Here's how I could find the algorithm in use:

// reference: https://github.com/dotnet/aspnetcore/blob/v6.0.5/src/DataProtection/Cryptography.KeyDerivation/src/KeyDerivationPrf.cs
function getKeyDerivationPrf(buffer: Buffer) : "HMACSHA1" | "HMACSHA256" | "HMACSHA512" | undefined {
  const algorithm = buffer.readIntBE(1, 4)
  switch (algorithm) {
    case 0: return "HMACSHA1"
    case 1: return "HMACSHA256"
    case 2: return 'HMACSHA512'
    default: return undefined
  }
}

And the iteration count:

function getIterationCount(buffer: Buffer) : number | undefined {
  const identifier = getIdentityVersion(buffer)
  if(identifier !== "v3") return undefined

  return buffer.readIntBE(5, 4);
}

And the salt length:

function getSaltLength(buffer: Buffer) : number | undefined {
  const identifier = getIdentityVersion(buffer)
  if(identifier !== "v3") return undefined

  return buffer.readIntBE(9, 4);
}

And then the salt and the password hash:

function getSalt(buffer: Buffer) : string | undefined {
  const saltLength = getSaltLength(buffer)
  if(saltLength === undefined) return undefined

  return buffer.slice(13, 13 + saltLength).toString('base64')
}

function getPasswordHash(buffer: Buffer) : string | undefined {
  const saltLength = getSaltLength(buffer)
  if(saltLength === undefined) return undefined

  return buffer.slice(13 + saltLength).toString('base64')
}

And we print them together:

console.log(`   Buffer length: ${buffer.length}`)
console.log(`Identity Version: ${getIdentityVersion(buffer)}`)
console.log(`       Algorithm: ${getKeyDerivationPrf(buffer)}`)
console.log(` Iteration Count: ${getIterationCount(buffer)}`)
console.log(`     Salt Length: ${getSaltLength(buffer)}`)
console.log(`            Salt: ${getSalt(buffer)}`)
console.log(`   Password Hash: ${getPasswordHash(buffer)}`)

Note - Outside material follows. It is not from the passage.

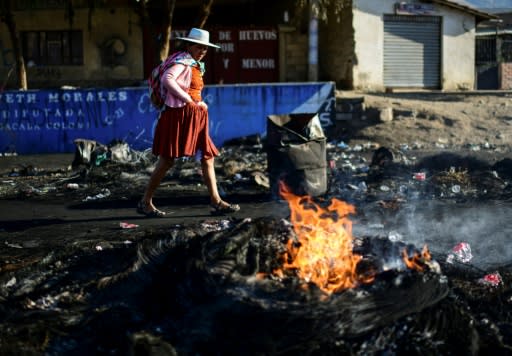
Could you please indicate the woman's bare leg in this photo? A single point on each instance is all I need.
(210, 179)
(161, 168)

I got something like this:

   Buffer length: 61
Identity Version: v3
       Algorithm: HMACSHA256
 Iteration Count: 10000
     Salt Length: 16
            Salt: 85ZSOQEGOcGRP+gUWOzHQQ==
   Password Hash: HQwoxYRqKQu40uJVj9hUmHTMW5J3khskPzr0R1CHoMY=

Straightforward once you know the format!